To clear alerts, you need to mark them “examined” – the scripting below can be used to clear all alerts.

 

CellCLI> alter alerthistory all
examinedBy='JC';
Alert 1_1 successfully altered
Alert 1_2 successfully altered
Alert 2 successfully altered
Alert 3 successfully altered
Alert 4 successfully altered
CellCLI> list alerthistory where
examinedBy='';

< notice it’s empty >

 

CellCLI>

 

In the first listing in this section, we notice that it shows several dozen alerts and alert conditions that are pre-delivered with Exadata.
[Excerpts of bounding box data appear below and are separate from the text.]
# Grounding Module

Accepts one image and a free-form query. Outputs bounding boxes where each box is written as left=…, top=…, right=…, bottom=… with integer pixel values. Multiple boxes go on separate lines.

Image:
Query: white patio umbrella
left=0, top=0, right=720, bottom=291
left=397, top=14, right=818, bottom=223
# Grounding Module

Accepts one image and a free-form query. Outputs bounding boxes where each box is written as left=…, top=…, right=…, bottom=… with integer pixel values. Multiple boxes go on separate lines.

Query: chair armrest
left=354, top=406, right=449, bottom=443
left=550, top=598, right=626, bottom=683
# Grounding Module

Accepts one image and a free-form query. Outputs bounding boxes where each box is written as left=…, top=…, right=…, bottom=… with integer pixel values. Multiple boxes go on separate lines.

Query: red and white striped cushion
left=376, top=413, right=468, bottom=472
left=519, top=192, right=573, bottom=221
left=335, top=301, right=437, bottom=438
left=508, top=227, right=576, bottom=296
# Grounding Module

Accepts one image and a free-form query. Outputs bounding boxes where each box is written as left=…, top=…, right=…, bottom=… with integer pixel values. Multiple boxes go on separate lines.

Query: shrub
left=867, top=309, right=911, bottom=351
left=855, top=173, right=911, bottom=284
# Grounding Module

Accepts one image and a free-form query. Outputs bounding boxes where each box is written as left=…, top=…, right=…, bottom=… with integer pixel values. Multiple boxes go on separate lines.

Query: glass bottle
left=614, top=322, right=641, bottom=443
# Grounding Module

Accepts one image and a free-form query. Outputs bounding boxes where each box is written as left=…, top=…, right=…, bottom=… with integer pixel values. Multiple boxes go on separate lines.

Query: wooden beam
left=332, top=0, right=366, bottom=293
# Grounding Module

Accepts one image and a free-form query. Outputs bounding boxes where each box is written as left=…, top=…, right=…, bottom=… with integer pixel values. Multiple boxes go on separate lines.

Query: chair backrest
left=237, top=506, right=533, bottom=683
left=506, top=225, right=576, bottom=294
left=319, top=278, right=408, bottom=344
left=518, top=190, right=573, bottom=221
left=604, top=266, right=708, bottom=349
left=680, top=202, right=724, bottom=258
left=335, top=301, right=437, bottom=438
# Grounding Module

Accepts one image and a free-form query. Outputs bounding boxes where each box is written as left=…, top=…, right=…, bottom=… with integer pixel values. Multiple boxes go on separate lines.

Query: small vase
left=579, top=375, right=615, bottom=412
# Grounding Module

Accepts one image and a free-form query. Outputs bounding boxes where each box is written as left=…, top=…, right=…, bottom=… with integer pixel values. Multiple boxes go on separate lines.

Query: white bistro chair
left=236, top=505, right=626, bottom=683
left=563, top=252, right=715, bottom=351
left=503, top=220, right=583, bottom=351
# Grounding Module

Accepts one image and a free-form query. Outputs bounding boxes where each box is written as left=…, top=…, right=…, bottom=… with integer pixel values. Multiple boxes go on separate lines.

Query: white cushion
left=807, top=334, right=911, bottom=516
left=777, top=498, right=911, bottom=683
We can also create our own alert conditions as follows:

 

CellCLI> create threshold
ct_io_wt_lg_rq.interactive warning=1000,critical=2000,
comparison='>', occurrences=2, observation=5;
Threshold ct_io_wt_lg_rq.interactive
successfully created

CellCLI>

 

In this example, we’ve created an alert threshold for the CT_IO_WT_LG_RG metric for the INTERACTIVE category specifying the warning and critical thresholds above with a number of observations and occurrences of 5 and 2, respectively.

Summary

Monitoring Exadata with alerts provides the ability to show alert conditions for all components of your Exadata storage cell in which alert conditions have been configured. You can create your own custom thresholds using the “create threshold” cellcli command in order to tailor alerts to your business needs.